Ketua LSM LIRA Malut, Said Alkatiri, S.Pd, kepada media ini Sabtu (10/1) menegaskan bahwa kebijakan Gubernur, Sherly, menonaktifkan empat pimpinan OPD dengan alasan keempat orang ini sementara menjalani pemeriksaan oleh inspektorat. Ini merupakan sebuah alasan yang sangat tidak logis.

“Jika kebijakan Gubernur menonaktifkan empat pimpinan OPD ini, dengan alasan bahwa keempatnya berstatus terperiksa atas sejumlah temuan dalam pelaksanaan program kerja di instansi masing-masing. Maka ini terkesan pilih kasih dan atau tebang pilih, dalam pengambilan kebijakan,” pungkas Said.

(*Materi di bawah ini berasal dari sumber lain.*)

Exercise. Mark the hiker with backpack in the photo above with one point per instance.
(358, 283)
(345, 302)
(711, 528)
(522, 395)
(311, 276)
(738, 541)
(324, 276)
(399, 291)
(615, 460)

Said, menjelaskan jika Gubernur menonaktifkan empat pimpinan OPD dengan alasan mereka berstatus terperiksa, maka seharusnya Kepala Dinas Pendidikan dan Kebudayaan (Kadissdikbud) Malut, Abubakar Abdullah, juga wajib di nonaktifkan.

“Gubernur jangan pura-pura lupa bahwa Kadissdikbud Malut, yang juga merupakan mantan Sekertaris Dewan (Sekwan) DPRD Malut, juga saat ini berstatus terperiksa atas penyalahgunaan anggaran tunjangan anggota DPRD. Dimana kasus dugaan Tindak Pidana Korupsi (Tipikor) tersebut saat ini di Lidik oleh Kejaksaan Tinggi (Kejati) Malut,” beber Said.

Lebih lanjut, Said, menduga Gubernur Sherly, dalam kebijakannya sengaja melindungi Kadissdikbud Malut, Abubakar Abdullah, dikarenakan adanya kedekatan emosional secara politik. Padahal status terperiksa mantan Sekwan Malut ini, sudah menjadi rahasia umum dan diketahui oleh seluruh publik Malut.

Ia menambahkan jika dugaan ini benar adanya, maka dapat diduga ada kejahatan yang terorganisir yang sengaja dimainkan oleh oknum-oknum tertentu, ditubuh pemerintahan Sherly – Sarbin saat ini, sehingga Kejati Malut pun terkesan takut memeriksa mantan Sekwan Malut tersebut.